The following is a guest post by Rich Marr. Rich is the Director of Engineering at Pixsta, where he’s been working on Empora.com, a consumer-facing site that enables browsing of fashion products according to image similarity (much like Modista). Pixsta is a growing start-up focused on turning our R&D team’s ongoing search and image processing work into workable products. The post is entirely his, with the exception of links that I have added so that readers can find company sites and Wikipedia entries.
It’s an often-heard urban myth that Eskimos have many words for snow, but that we only have one. This idea rings true because there’s value in being able to make precise distinctions when dealing with something important to you. You can find specialised vocabularies in cultures and sub-cultures all over the world, from surfers to stock brokers. When there’s value in describing something, you’ll usually find someone has created a word to do the job.
In search we often come across problems caused by insufficient vocabulary. People have an inconvenient habit of describing things in different ways, and some types of document are just plain difficult to describe.

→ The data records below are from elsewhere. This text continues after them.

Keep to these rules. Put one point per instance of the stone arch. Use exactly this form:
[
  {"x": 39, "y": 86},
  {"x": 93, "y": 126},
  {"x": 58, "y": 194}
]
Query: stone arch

This vocabulary problem has spawned armies of semantic search start-ups, providing search results based on inferred meaning rather than keyword matching, but semantic systems are text-driven which means there are still vocabulary problems, for example you might overhear some lyrics and then use a search engine to look up who wrote the song but how would you identify a piece of unknown instrumental music? Most people don’t have the vocabulary to describe music in a way that can identify it. This type of problem is addressed by search tools that use Media As a Search Term, which I’ll abbreviate to MAST.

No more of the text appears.